Given my affinity for experimenting, I liked this idea of mixing beers. It worked out a lot better than the last time I tried something novel: Pouring cream into my mug of carbonated beverage. That mixture succeeded for entertainment value — producing an effect like a lava lamp, but it tasted really bad. I do not recommend it.
Aside from the Guiness guys, who seem far too goofy (sampling too much?) to be as brilliant as they think, the fellow I’d bank on for blending drinks would be John Cornell. He co-authored what must be one of the more unusual scientific articles ever: “In Search of the Optimum Harvey Wallbanger Recipe via Mixture Experiment Techniques”.

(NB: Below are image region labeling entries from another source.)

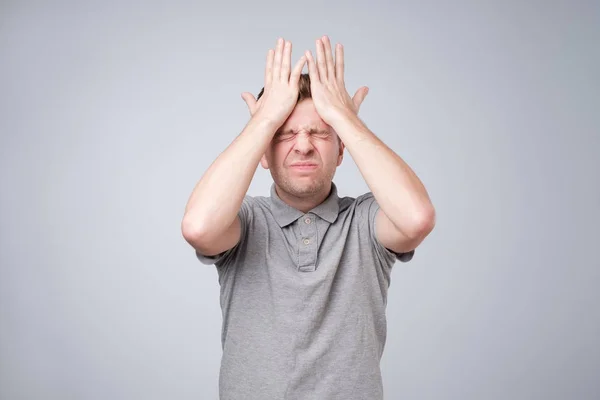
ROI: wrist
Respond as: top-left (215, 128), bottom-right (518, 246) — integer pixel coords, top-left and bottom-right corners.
top-left (329, 110), bottom-right (362, 131)
top-left (250, 112), bottom-right (282, 134)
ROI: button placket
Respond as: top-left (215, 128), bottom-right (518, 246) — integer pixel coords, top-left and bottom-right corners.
top-left (298, 215), bottom-right (317, 271)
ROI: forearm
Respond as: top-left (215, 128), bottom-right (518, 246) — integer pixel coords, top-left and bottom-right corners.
top-left (333, 115), bottom-right (434, 237)
top-left (182, 117), bottom-right (277, 235)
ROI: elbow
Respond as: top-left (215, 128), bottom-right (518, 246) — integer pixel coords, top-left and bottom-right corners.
top-left (181, 214), bottom-right (206, 244)
top-left (407, 206), bottom-right (436, 240)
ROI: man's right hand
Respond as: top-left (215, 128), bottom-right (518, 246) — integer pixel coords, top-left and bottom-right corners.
top-left (242, 38), bottom-right (306, 128)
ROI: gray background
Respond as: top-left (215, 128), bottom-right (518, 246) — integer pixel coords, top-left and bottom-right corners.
top-left (0, 1), bottom-right (600, 400)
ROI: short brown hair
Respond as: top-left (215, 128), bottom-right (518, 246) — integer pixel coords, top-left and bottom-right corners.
top-left (256, 74), bottom-right (312, 103)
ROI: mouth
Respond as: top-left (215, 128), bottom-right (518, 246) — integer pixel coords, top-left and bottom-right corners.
top-left (290, 163), bottom-right (318, 171)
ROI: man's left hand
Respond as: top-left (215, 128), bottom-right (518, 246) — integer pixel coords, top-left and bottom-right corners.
top-left (306, 36), bottom-right (369, 126)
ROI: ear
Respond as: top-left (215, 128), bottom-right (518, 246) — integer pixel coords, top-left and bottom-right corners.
top-left (260, 154), bottom-right (269, 169)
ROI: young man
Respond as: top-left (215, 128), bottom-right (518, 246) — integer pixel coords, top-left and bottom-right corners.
top-left (182, 36), bottom-right (435, 400)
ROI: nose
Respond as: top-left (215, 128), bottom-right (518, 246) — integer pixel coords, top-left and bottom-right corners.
top-left (294, 132), bottom-right (314, 154)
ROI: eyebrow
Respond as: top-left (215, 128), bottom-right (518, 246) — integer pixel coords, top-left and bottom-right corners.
top-left (276, 128), bottom-right (330, 135)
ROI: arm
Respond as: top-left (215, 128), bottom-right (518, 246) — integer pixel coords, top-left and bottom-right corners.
top-left (181, 39), bottom-right (306, 255)
top-left (181, 116), bottom-right (277, 255)
top-left (306, 37), bottom-right (435, 252)
top-left (332, 115), bottom-right (435, 253)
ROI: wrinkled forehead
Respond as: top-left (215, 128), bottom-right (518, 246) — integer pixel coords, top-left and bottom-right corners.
top-left (280, 100), bottom-right (331, 132)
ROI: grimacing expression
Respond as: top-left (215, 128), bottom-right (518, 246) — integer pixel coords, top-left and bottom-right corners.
top-left (261, 99), bottom-right (344, 197)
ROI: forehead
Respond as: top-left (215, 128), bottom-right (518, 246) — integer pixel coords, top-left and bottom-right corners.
top-left (281, 99), bottom-right (329, 131)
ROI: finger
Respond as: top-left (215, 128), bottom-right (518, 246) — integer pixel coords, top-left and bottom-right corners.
top-left (352, 86), bottom-right (369, 111)
top-left (335, 43), bottom-right (345, 86)
top-left (242, 92), bottom-right (256, 115)
top-left (290, 55), bottom-right (306, 85)
top-left (316, 39), bottom-right (328, 81)
top-left (265, 49), bottom-right (275, 88)
top-left (321, 36), bottom-right (335, 79)
top-left (305, 50), bottom-right (320, 83)
top-left (273, 38), bottom-right (283, 81)
top-left (281, 40), bottom-right (292, 82)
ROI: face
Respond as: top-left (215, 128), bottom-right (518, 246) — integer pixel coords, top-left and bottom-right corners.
top-left (261, 99), bottom-right (344, 197)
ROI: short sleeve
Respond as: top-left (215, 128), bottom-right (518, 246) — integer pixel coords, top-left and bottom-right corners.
top-left (357, 192), bottom-right (415, 263)
top-left (196, 195), bottom-right (252, 267)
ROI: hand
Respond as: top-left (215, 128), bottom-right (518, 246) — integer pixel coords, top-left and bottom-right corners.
top-left (305, 36), bottom-right (369, 125)
top-left (242, 38), bottom-right (306, 128)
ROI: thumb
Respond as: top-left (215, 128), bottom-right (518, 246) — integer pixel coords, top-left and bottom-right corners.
top-left (242, 92), bottom-right (256, 115)
top-left (352, 86), bottom-right (369, 111)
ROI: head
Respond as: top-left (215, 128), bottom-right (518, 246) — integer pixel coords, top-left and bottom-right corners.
top-left (258, 74), bottom-right (344, 198)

I’ve heard of beer cocktails such as the whisky-spiked boilermaker — a variant being the “depth charge”. However, it seems that the practice of mixing one beer with another is mainly for salvaging a botched brew. Thus, whereas blends of white wine, and to some extent reds, are the rage in California, the same phenomena remains to be seen for beers. I see a real opportunity here for some research by zymurgists. My advice is that they study the statistical methods promoted by Cornell and made easy by Stat-Ease software, training and consulting. I volunteer to be on the sensory panel that rates the results.
On my flight home yesterday from vacation in Arizona and New Mexico, a lady from Santa Fe asked about my screen saver showing photographic evidence from NASA that water flows freely on the surface of Mars. She told me that this is just a cover up by the US Government of Martians living under the surface of their planet. “The truth will come out soon,” this New Mexican said, “They cannot suppress the bloggers who know that aliens really do exist.”
I suspect this woman scoffed at NASA’s high resolution photos taken in July of the Face on Mars showing it to be only a geological mesa — not an artificial monument by extraterrestials. The diehard believers in Martians, represented by a caller to the Art Bell “Coast to Coast” radio show, say that NASA dropped a nuclear bomb this structure to de-face it!
My trip last week featured a few other improbabilities. Its purpose was to see the Minnesota Gopher football team play in the Insight Bowl at Arizona State University’s stadium in the Phoenix area. Us Minnesotans cheered wildly as our team went up by 31 points past the halfway point of the game. Sadly, the ‘Goofers’ blew their seemingly insurmountable lead and let the Red Raiders of Texas Tech win in overtime. This reportedly was the biggest comeback in a Division 1A bowl. Cursory research on the history of bowl games shows them going back over a century with accelerating frequency in recent years — perhaps a few thousand games in all. I suppose I should feel lucky to see this unlikely event, but what really pleases me is that the coach got fired immediately afterwards.
The other unusual event experienced by me and my traveling companions was a record 16 inch snowfall in Albuquerque where I’d booked our flights to save on airfare. Fortunately the weather cleared just in time for takeoff. En route to the airport we stopped at Meteor Crater where NASA astronauts train for extraterrestial missions. Some people, like my fellow traveler from Santa Fe, believe that this was where the NASA perpetrated the hoax of man traveling to the moon. After seeing the Minnesota team implode at the Insight Bowl and then on my trip home almost getting stuck in over a foot of snow in supposedly sunny New Mexico, I am ready to believe that just about anything can happen. Come on NASA — quit covering up: Bring on those eight-fingered aliens! By the way, how are they at handling oblate spheroids?